Ucraina, più di mille richieste di infermieri e medici dalle Regioni
A pochi giorni dall'entrata in vigore del decreto che consente a professionisti sanitari ucraini di esercitare in Italia fino al 4 marzo 2023, Amsi e Umem tracciano un primo bilancio. Richieste da strutture pubbliche e private e numerose da Rsa. Circa 2.200 i professionisti della sanità ucraini in Italia, tra infermieri, medici e psicologi. Il 95% è donna
Sono più di 1000 le richieste di infermieri e medici ucraini arrivati da tutte le regioni italiane. Lo sottolineano l'Associazione medici di origine straniera in Italia (Amsi) e l'Unione Medica Euro mediterraneo (Umem), che tracciano un primo bilancio degli effetti del decreto “Misure urgenti per l'Ucraina”, pubblicato nella Gazzetta Ufficiale del 21 marzo, che consente a medici e professionisti sanitari ucraini di esercitare la propria professione in Italia fino al 4 marzo 2023.
Le richieste, spiegano le organizzazioni, sono arrivate da strutture pubbliche e private e numerose da Rsa; la maggior parte da Veneto (250), Lombardia (130), Piemonte (90), Sicilia (80), Liguria (70), Emilia Romagna (70), Lazio (60), Piemonte (60), Campania (40), Umbria (35), Sardegna (35), Friuli Venezia Giulia (20), Toscana (25), Calabria (15), Abruzzo e Trento (10).
Ad oggi sono circa 2.200 i professionisti della sanità ucraini arrivati in Italia tra infermieri, medici (in maggioranza medici generici) e psicologi. Il 95% sono donne.
A definire le modalità l'Articolo 34 del decreto (“Deroga alla disciplina del riconoscimento delle qualifiche professionali sanitarie per medici ucraini”): è “consentito l'esercizio temporaneo delle qualifiche professionali sanitarie e della qualifica di operatore socio-sanitario ai professionisti cittadini ucraini residenti in Ucraina prima del 24 febbraio 2022 che intendono esercitare nel territorio nazionale, presso strutture sanitarie o sociosanitarie pubbliche o private, una professione sanitaria o la professione di operatore socio-sanitario in base a una qualifica professionale conseguita all'estero regolata da specifiche direttive dell'Unione europea.
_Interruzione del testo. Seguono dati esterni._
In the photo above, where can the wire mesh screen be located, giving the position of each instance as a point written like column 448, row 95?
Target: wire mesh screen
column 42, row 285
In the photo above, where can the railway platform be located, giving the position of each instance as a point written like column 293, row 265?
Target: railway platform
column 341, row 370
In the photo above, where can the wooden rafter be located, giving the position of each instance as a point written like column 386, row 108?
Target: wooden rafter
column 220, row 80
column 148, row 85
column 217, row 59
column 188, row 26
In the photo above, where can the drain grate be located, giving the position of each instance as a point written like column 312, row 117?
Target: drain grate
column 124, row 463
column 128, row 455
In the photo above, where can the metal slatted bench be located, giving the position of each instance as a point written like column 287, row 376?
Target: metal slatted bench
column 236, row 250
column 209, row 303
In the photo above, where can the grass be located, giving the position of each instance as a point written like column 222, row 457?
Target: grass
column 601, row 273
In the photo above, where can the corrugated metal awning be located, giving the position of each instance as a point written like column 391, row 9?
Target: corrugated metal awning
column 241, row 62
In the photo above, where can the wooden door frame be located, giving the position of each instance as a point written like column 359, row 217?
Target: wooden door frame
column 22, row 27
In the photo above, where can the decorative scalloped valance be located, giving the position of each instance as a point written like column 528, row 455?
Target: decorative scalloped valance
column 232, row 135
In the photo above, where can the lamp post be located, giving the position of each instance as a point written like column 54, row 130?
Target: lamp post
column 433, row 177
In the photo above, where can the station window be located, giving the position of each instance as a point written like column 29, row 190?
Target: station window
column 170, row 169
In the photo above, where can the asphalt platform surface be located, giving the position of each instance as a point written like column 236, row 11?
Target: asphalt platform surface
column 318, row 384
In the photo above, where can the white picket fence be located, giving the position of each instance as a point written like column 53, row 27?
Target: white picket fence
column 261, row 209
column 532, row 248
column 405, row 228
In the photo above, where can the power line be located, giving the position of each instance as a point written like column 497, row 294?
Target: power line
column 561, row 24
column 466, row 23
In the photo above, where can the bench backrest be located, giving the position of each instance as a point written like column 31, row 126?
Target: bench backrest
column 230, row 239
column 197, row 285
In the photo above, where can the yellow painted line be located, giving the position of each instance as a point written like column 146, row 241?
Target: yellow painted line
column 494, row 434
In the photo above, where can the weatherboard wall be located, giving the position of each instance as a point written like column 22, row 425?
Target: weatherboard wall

Le strutture sanitarie interessate possono procedere al reclutamento temporaneo di tali professionisti, muniti del Passaporto europeo delle qualifiche per i rifugiati, con contratti a tempo determinato o con incarichi libero professionali, anche di collaborazione coordinata e continuativa, in deroga all'articolo 7 del decreto legislativo 30 marzo 2001, n. 165 e fermo restando quanto previsto dall'articolo 11, del decreto legge 30 aprile 2019, n. 35, convertito, con modificazioni, dalla Legge 25 giugno 2019, n. 60. Le predette strutture sanitarie forniscono alle regioni e alle province autonome sul cui territorio insistono, nonché' ai relativi Ordini professionali, i nominativi dei professionisti sanitari reclutati ai sensi del presente articolo”.
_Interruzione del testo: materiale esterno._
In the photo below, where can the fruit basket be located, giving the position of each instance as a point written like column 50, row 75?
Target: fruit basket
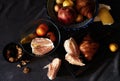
column 69, row 22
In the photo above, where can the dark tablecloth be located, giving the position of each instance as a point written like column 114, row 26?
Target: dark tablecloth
column 15, row 14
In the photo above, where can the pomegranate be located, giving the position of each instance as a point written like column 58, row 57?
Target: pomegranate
column 66, row 15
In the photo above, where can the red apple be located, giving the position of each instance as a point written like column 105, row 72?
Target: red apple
column 66, row 15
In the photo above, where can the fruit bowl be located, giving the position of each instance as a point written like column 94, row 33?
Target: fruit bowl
column 39, row 36
column 73, row 24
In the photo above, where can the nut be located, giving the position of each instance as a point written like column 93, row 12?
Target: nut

"L'Amsi e Umem come sempre fanno il loro dovere sotto forma di volontariato e in modo gratuito, difendendo tutti i professionisti della sanità italiani e di origine straniera ed il diritto alla salute. – commenta il presidente Amsi e Umem Foad Aodi, che è anche membro della commissione Salute Globale Fnomceo. - Ci dispiacere leggere numerose polemiche nei confronti dei medici e infermieri ucraini dopo questo decreto, che assomiglia al Decreto Cura Italia Articolo 13, con finalità diverse ma sempre per solidarietà e per un tempo determinato”.
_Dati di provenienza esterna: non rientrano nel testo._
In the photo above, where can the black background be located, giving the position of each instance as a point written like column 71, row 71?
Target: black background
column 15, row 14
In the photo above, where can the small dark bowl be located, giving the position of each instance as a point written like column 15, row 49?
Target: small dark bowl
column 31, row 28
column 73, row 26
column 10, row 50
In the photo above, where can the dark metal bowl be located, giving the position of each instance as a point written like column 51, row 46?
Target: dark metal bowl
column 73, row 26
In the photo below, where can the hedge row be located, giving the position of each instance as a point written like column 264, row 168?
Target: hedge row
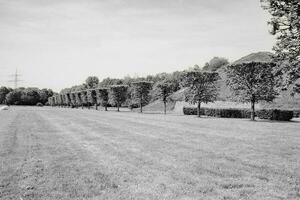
column 271, row 114
column 274, row 114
“Chi decide di rimanere in Italia – prosegue Foad Aodi - deve fare la stessa pratica, come hanno fatto i numerosi medici e infermieri stranieri per far riconoscere il loro titolo di laurea in Italia e l'esame in lingua italiano per iscriversi all'Ordine professionale”.
E sul perché la stessa strada non sia stata percorsa per i professionisti di altri paesi come Siria, Iraq, Sudan, Somalia o Tunisia, “deve rispondere il Governo Italiano”, spiega Foad Aodi. “Evitiamo polemiche gratuite e cerchiamo di costruire il nostro presente e futuro su solidarietà, dialogo e rispetto reciproco”. Le associazioni esprimono "solidarietà anche ai professionisti della sanità russi che hanno subito discriminazioni in Italia”.